In many ways, the Reds are in a bizarre situation. They are fourth in the Premier League, four points clear of fifth-placed Chelsea and the same distance behind Manchester United who occupy second spot, and they’re into the quarter-finals of the Champions League.
However, last weekend’s disappointing showing at Old Trafford sees Jürgen Klopp’s team tasked with showing their mettle to bounce back from disappointment. They can’t dwell on a defeat at this stage of the season, not when a top-four finish is far from certain.

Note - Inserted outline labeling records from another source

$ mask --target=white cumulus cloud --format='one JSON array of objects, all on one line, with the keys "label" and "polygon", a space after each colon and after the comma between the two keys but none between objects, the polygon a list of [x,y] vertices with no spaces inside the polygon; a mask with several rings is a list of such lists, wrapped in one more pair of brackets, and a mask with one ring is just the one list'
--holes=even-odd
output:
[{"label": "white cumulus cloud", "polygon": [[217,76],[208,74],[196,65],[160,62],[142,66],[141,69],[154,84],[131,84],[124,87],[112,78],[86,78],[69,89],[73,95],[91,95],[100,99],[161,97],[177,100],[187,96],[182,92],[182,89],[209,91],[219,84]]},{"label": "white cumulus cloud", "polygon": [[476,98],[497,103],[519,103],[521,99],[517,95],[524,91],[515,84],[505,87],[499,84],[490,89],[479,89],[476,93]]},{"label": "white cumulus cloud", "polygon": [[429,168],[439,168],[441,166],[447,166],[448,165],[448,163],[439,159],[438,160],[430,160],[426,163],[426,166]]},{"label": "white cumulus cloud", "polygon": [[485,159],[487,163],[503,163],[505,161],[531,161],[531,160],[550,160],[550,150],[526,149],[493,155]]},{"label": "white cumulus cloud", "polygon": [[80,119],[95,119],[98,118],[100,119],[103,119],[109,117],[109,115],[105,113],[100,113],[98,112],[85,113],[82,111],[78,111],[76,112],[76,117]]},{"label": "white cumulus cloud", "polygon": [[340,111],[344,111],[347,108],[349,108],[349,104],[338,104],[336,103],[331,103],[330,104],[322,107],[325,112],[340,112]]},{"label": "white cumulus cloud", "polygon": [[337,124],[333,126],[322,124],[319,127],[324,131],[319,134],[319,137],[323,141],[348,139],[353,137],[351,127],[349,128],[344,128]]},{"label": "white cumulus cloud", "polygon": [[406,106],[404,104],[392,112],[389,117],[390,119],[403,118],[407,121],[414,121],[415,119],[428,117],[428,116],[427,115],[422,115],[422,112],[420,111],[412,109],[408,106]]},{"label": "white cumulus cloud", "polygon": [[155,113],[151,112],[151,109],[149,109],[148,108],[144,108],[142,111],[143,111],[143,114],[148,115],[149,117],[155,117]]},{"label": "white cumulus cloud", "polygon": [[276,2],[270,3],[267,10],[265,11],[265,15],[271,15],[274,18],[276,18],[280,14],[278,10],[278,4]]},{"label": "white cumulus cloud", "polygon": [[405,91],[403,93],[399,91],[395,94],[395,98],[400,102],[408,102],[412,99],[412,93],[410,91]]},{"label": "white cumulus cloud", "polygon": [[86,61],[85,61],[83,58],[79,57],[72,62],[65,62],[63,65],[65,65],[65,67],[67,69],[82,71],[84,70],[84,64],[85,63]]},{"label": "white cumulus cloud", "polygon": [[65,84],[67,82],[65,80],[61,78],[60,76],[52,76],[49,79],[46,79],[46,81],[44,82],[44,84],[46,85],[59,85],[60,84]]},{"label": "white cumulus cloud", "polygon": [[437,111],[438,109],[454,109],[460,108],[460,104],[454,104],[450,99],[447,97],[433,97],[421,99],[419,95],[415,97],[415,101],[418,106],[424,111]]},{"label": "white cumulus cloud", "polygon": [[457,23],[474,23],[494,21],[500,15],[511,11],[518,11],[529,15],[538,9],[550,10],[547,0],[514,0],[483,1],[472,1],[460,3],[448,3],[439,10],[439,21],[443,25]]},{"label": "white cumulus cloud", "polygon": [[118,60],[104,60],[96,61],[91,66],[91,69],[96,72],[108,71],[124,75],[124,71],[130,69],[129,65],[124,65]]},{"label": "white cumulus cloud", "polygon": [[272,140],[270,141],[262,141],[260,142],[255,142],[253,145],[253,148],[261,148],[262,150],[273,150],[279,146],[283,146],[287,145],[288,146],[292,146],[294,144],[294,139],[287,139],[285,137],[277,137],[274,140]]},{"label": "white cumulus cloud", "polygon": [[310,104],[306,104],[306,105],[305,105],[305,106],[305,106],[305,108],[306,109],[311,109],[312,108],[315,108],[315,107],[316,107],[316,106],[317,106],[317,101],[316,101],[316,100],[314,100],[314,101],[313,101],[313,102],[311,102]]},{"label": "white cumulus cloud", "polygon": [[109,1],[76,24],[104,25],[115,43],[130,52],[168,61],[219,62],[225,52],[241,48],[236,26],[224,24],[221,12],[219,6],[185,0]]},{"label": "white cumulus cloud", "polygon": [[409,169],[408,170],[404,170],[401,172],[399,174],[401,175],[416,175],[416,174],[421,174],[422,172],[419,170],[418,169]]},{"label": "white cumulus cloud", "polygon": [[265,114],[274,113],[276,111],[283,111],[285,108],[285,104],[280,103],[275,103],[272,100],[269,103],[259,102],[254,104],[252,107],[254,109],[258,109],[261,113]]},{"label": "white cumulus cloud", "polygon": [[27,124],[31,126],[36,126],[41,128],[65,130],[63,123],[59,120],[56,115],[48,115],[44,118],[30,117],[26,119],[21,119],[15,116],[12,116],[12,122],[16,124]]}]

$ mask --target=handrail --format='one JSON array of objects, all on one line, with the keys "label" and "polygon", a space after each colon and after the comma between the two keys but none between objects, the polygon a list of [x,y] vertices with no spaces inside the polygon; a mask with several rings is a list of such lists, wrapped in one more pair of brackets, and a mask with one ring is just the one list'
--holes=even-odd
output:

The visitors scored a last-minute goal on the opening day of the season to deny Liverpool all three points. The Reds have improved since then and Watford have changed head coach, but it won’t stop Klopp feeling as though he owes the Hornets after being stung by them.
Javi Gracia replaced the under-fire Marco Silva in January and things have quickly improved at Vicarage Road. In the six games under their new manager they’ve picked up ten points which has seen them climb away from the relegation zone and into tenth. They are now conceding just the one goal per game, a marked improvement on 1.83 under Silva.
But, as shown during last Sunday’s 3-0 defeat at Arsenal, old habits do die hard. The Gunners’ first goal was simple. A free-kick from Watford’s right was powerfully headed home by Shkodran Mustafi. It was the 14th set-piece goal Watford had conceded this season – the second highest in the Premier League behind only Brighton and Hove Albion (16).
While this remains a weakness for Gracia’s men it’s become something of a key part of Liverpool’s attacking arsenal over recent weeks.
There was, at one point in a time, a running joke to suggest Liverpool should just forfeit taking corners because they’d used up a decade worth of goals during the 2013/14 season. For love nor money, the Reds just couldn’t convert corner kicks.
It had been a similar story this season. A Football Whispers feature in February detailed the winners and losers when it came to corner kicks in the Premier League. Liverpool, at the time, converted just 2.52 per cent of theirs into goals – only seven teams had worse records.
But in recent weeks, Virgil van Dijk has changed the game completely for the Merseysiders. The world’s most expensive defender is a ball magnet and looks likely to score whenever he ventures forward for a corner.
He caused Newcastle United all kinds of problems and should have found the back of the net against José Mourinho‘s side last weekend. He’s only scored the one goal since his move in January – the winner against Everton on his debut – but it’s only a matter of time before he’s celebrating another.
When looking at stats on Football Whispers’ analytics hub, van Dijk’s xG90 (expected goals scored per 90) total is twice what it was while he was at Southampton. It’s now at 0.14 which, for context, is better than a number of the midfielders Klopp has at his disposal.
Watford, who have seen the opposition covert 6.21 per cent of their corners this season, must be fearful of the Dutch international dominating them in their own penalty area.
However, while defending set pieces is a weakness for Gracia’s men, they’re a threat on the counter attack and this may be how they do some damage to Liverpool on Saturday.
Richarlison, a player many Liverpool fans would like to see at Anfield, is dangerous when given space. He’s been out of form recently but still managed to cause Arsenal a number of problems.
The Reds have improved defensively since van Dijk’s arrival. Their xGA (expected goals against) tally has dropped from 1.13 to 0.79. The opposition are creating fewer high quality chances and it coincides with Loris Karius and van Dijk coming into the starting XI.
It might not seem like a huge difference but over the entire season it’s a 14-goal swing.
When dictating the tempo, the Reds now look like a solid team. But when the ball is quickly played forward and Klopp’s team have’t been able to transition from attack to defence they still struggle. It was evident in the loss to United last weekend.
All it took for the home side to score was two long kicks. Going direct and playing on the counter might not seem like they go hand in hand but both tactics look to bypass the midfield and nullify the press. The aim is to get the ball into the forward areas as quickly as possible.
Not many teams have someone as physical as Romelu Lukaku but in Richarlison Watford have a player who wins 3.9 aerial duels per 90 minutes, 0.4 more than the former Everton man. The Brazilian is also comfortable in the channels which drags centre-backs into those areas and exploits teams centrally.
Gracia can also call upon Troy Deeney (7.1 aerial duels won per 90) and Stefano Okaka (4.2 aerial duels won) who gave the Reds a torrid time on the opening day of the season. If they want to go down the United route then they could pose Dejan Lovren or Joël Matip a few issues.
This fixture might not be as straightforward as many Liverpool fans think. It’s on Klopp to ensure their winless streak of two games doesn’t make it three.